Columbus-based film wins Silver Telly Award, reveals haunted location
COLUMBUS, Ohio (WCMH) — A central Ohio filmmaking team is celebrating winning a Silver Telly Award for the short period piece “Showdown in Amherst” and the movie's producer has revealed a spooky backstory about the potentially haunted Columbus location where the picture was shot.
In a news release, executive producer and writer Amy Drake shared that the Columbus-based production about renowned American poet Emily Dickinson and her literary mentor, Col. Thomas Wentworth Higginson, was selected for the prestigious honor from over 12,000 entries worldwide.
Directed by Kingsley Lims Nyarko, assistant professor and film chair at the Columbus College of Art and Design, the film delves into the complex and often tense relationship between Dickinson and Higginson. The pair's “historic meeting” is depicted, and Higginson's dismissal of her groundbreaking work as not “real poetry” due to its unconventional rhymes is explored.
Filmed on location at the historic Thurber House in Columbus, the project drew on Columbus-based actors and CCAD students. The script, a quarter-finalist in the Sun Vale screenplay competition, was written by Tiana Coreus, a CCAD undergrad.

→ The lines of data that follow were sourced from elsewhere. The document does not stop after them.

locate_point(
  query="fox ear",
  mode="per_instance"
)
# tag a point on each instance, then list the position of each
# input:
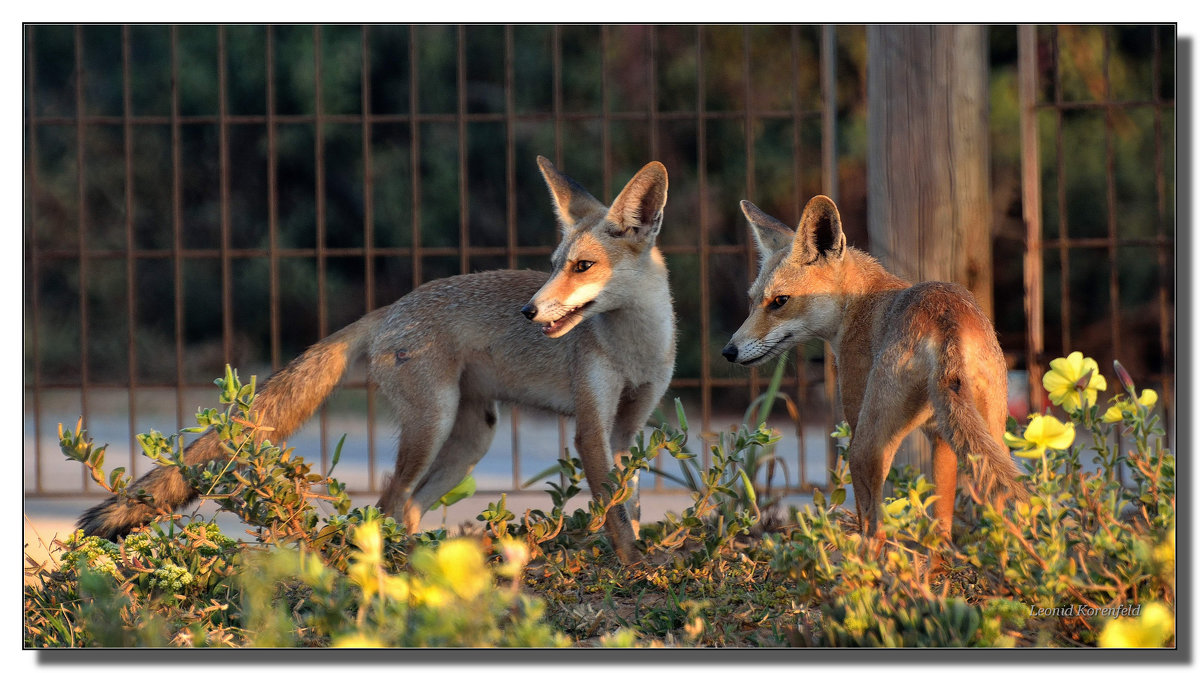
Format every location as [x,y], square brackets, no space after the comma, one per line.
[571,202]
[820,232]
[771,234]
[637,210]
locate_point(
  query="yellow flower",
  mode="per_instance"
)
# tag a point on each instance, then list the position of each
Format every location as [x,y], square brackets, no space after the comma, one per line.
[366,562]
[1116,412]
[895,508]
[1043,432]
[1063,379]
[457,564]
[1152,629]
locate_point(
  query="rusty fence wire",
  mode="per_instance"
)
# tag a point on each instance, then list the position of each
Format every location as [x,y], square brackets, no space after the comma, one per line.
[1098,199]
[207,194]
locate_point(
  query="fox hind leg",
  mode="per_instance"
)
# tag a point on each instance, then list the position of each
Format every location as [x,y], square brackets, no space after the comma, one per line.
[473,431]
[887,416]
[424,428]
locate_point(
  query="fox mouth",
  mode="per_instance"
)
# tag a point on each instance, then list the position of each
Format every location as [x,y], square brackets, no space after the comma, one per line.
[565,322]
[774,349]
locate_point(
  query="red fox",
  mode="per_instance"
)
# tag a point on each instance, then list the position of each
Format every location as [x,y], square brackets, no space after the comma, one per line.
[597,341]
[907,355]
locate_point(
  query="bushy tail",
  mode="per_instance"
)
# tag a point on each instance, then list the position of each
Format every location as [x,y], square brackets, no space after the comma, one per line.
[283,403]
[959,421]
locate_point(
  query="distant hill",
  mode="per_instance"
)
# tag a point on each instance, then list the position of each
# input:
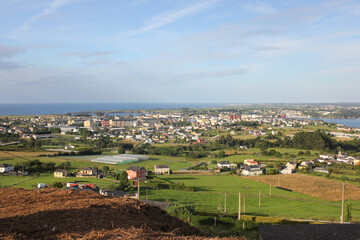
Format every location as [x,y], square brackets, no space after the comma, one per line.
[62,214]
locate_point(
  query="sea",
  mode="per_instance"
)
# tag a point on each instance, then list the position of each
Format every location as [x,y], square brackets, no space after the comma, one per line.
[21,109]
[346,122]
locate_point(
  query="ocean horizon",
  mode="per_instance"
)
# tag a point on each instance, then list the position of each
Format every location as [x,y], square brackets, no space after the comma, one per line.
[8,109]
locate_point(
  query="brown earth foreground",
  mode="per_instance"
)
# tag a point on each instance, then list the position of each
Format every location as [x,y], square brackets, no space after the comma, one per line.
[314,186]
[62,214]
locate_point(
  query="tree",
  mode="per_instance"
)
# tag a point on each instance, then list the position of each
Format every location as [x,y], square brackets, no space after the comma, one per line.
[57,185]
[348,216]
[84,133]
[221,154]
[105,168]
[124,184]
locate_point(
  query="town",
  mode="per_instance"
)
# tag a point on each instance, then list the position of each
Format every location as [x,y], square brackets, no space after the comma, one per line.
[155,155]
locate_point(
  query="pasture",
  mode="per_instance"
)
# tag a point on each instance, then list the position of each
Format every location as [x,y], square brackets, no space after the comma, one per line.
[209,197]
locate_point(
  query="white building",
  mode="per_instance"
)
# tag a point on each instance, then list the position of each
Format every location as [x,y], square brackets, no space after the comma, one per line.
[6,168]
[252,170]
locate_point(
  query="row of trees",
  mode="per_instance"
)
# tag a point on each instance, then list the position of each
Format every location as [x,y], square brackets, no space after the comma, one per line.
[318,140]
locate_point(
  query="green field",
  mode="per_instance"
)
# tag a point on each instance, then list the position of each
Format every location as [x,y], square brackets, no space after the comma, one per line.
[28,182]
[210,190]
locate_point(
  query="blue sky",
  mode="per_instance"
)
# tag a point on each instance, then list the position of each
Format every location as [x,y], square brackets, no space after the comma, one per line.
[225,51]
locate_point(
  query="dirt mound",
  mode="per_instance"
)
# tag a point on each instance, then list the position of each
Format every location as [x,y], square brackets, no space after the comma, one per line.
[60,214]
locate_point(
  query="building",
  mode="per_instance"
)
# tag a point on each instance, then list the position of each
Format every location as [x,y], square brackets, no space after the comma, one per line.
[136,172]
[105,123]
[6,168]
[250,162]
[88,124]
[88,171]
[60,173]
[162,169]
[327,156]
[252,170]
[321,170]
[224,164]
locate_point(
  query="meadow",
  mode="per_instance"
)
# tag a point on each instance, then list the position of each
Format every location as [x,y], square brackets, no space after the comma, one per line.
[209,197]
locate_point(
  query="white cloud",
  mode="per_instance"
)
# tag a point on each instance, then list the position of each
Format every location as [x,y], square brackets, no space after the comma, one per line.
[52,8]
[169,17]
[86,54]
[258,6]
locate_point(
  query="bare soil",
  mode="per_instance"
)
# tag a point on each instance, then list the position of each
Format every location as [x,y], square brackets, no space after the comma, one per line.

Drake, whose story inspired the film, related a spine-chilling behind-the-scenes tale via a post on Medium.com, a social publishing platform.
“Choosing the location to shoot the film was easy: Thurber House, the childhood home of humorist writer James Thurber, now a museum, provided the perfect setting,” wrote Drake. “The staff was very accommodating. There was, however, one odd clause in our contract: we were not to taunt the ghost.”
The ghost in question is said to be Thomas Tracy Tress, a Columbus jeweler and previous owner of the home, who reportedly died in a tragic gun accident in the home in 1904.
“Thurber House staff and visitors have since seen a man in the museum wearing old fashioned dress who vanished at a second glance,” noted Drake.
Drake said Tress’s presence “had quite a sense of humor” when subtly making himself known to her.
“We used authentic late 19th century clothes from my personal collection as costumes for the film,” Drake said. “The man’s coat, worn by actor Douglas Fries, had secure buttons when it left my house. During the shoot, one of the buttons fell off. The back of the button was engraved with the name Tress(e), as, I discovered, were all the buttons.”
The Arts professional decided to permanently acknowledge the supernatural manifestation within the production.
“In the film credits, I thanked Mr. Tress for his cooperation,” added Drake. “I believe he just wanted to be remembered and involved.”
“Showdown in Amherst” stars Ohio-based actors Courtney Lucien as Dickinson, Douglas Fries as Higginson, Gaynelle Sloman as Mary, and Amy Drake as Dickinson's sister Lavinia. Director Kingsley Lims Nyarko also served as cinematographer.
Additionally, the film was selected for the Student World Impact Film Festival and was made possible by a grant from the Greater Columbus Arts Council and the support of the Columbus College of Art and Design.
A screening at the Bexley Drexel is tentatively scheduled for Dickinson's birthday anniversary in December. The evening will be devoted to showing the film and other Dickinson-related activities. It is not yet streaming.